Moore's Law's dead? The Chinese offered to replace silicon.
Silicon transistors are approaching the physical limit of miniaturization – on atomic scales, the overheating and the complexity of lithographs do not allow the elements to be further reduced. Moore’s law, which for decades predicted the doubling of computing power every two years, actually rests against the wall. The problem is especially acute against the background of growing loads on the part of artificial intelligence systems and large language models. The industry is looking for an alternative – and one of the most promising areas is considered two-dimensional semiconductors with a thickness of one atom.
The main obstacle to the practical application of such materials is the lack of high-quality p-type semiconductors. Modern transistors work on complementary pairs: n-type (with excess electrons) and p-type (with an excess of "hole"). Two-dimensional materials of the n-type like disulfid and molybben dyselenide have already been well studied, but stable and productive p-analogues have not yet been created, writes the South China Morning Post. Without a balance between the two types of semiconductors, it is impossible to design reliable chips on nodes of less than five nanometers.
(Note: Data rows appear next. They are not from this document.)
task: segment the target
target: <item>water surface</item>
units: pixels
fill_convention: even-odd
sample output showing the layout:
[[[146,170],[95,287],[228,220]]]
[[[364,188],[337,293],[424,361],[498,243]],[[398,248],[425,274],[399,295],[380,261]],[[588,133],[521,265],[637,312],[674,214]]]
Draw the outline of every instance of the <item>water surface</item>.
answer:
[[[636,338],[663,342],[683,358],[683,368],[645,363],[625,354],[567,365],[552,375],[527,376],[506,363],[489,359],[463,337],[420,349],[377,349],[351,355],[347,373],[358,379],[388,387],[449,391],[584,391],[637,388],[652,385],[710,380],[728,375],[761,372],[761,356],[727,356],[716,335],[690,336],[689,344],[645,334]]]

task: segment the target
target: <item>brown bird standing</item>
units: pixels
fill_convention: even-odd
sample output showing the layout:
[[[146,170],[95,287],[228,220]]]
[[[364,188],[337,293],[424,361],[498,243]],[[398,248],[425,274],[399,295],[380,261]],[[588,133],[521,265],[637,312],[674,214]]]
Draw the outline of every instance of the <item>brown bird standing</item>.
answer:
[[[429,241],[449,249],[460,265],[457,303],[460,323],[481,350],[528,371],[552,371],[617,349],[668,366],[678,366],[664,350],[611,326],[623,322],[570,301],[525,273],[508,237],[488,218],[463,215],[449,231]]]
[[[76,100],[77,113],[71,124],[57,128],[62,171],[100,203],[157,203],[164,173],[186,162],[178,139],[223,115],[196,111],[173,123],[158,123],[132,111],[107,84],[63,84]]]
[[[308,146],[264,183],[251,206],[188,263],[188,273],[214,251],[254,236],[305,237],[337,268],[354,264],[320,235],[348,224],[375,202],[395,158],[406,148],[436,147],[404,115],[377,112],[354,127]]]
The team of the Institute for the Study of Metals of the Chinese Academy of Sciences led by Zhu Mangian, Ren Wenzai and Xu Chuan proposed a fundamentally new approach to the cultivation of two-dimensional semiconductor films. The researchers recycled the chemical deposition method from the gas phase (CVD), replacing the standard substrate with a two-layer structure of liquid gold and tungsten. On such a substrate, it was possible to grow monolayer films of tungsten silicon nitride with customizable alloy properties - about 36 by 18 millimeters.
The growth rate of crystals has increased by about a thousand times: instead of a micrometer for five hours, the film grows at a speed of about 20 micrometers per minute. Monocrystalline domains with a new method reach submillimeter sizes, which is critically important for industrial scaling.
The resulting material combines several valuable characteristics at once: high mobility of the holes, high current density in the oncoming state, mechanical strength, effective heat removal and chemical stability. The set of properties makes tungsten silicon nitride a strong candidate for new generation transistors.
The ability to grow large films with accurate alloy control brings two-dimensional semiconductors closer to real production. The new technology opens the way to the integration of atomically thin materials into the CMOS architecture – the basis of modern microelectronics.
Silicon transistors are approaching the physical limit of miniaturization – on atomic scales, the overheating and the complexity of lithographs do not allow the elements to be further reduced. Moore’s law, which for decades predicted the doubling of computing power every two years, actually rests against the wall. The problem is especially acute against the background of growing loads on the part of artificial intelligence systems and large language models. The industry is looking for an alternative – and one of the most promising areas is considered two-dimensional semiconductors with a thickness of one atom.
The main obstacle to the practical application of such materials is the lack of high-quality p-type semiconductors. Modern transistors work on complementary pairs: n-type (with excess electrons) and p-type (with an excess of "hole"). Two-dimensional materials of the n-type like disulfid and molybben dyselenide have already been well studied, but stable and productive p-analogues have not yet been created, writes the South China Morning Post. Without a balance between the two types of semiconductors, it is impossible to design reliable chips on nodes of less than five nanometers.
The team of the Institute for the Study of Metals of the Chinese Academy of Sciences led by Zhu Mangian, Ren Wenzai and Xu Chuan proposed a fundamentally new approach to the cultivation of two-dimensional semiconductor films. The researchers recycled the chemical deposition method from the gas phase (CVD), replacing the standard substrate with a two-layer structure of liquid gold and tungsten. On such a substrate, it was possible to grow monolayer films of tungsten silicon nitride with customizable alloy properties - about 36 by 18 millimeters.
The growth rate of crystals has increased by about a thousand times: instead of a micrometer for five hours, the film grows at a speed of about 20 micrometers per minute. Monocrystalline domains with a new method reach submillimeter sizes, which is critically important for industrial scaling.
The resulting material combines several valuable characteristics at once: high mobility of the holes, high current density in the oncoming state, mechanical strength, effective heat removal and chemical stability. The set of properties makes tungsten silicon nitride a strong candidate for new generation transistors.
The ability to grow large films with accurate alloy control brings two-dimensional semiconductors closer to real production. The new technology opens the way to the integration of atomically thin materials into the CMOS architecture – the basis of modern microelectronics.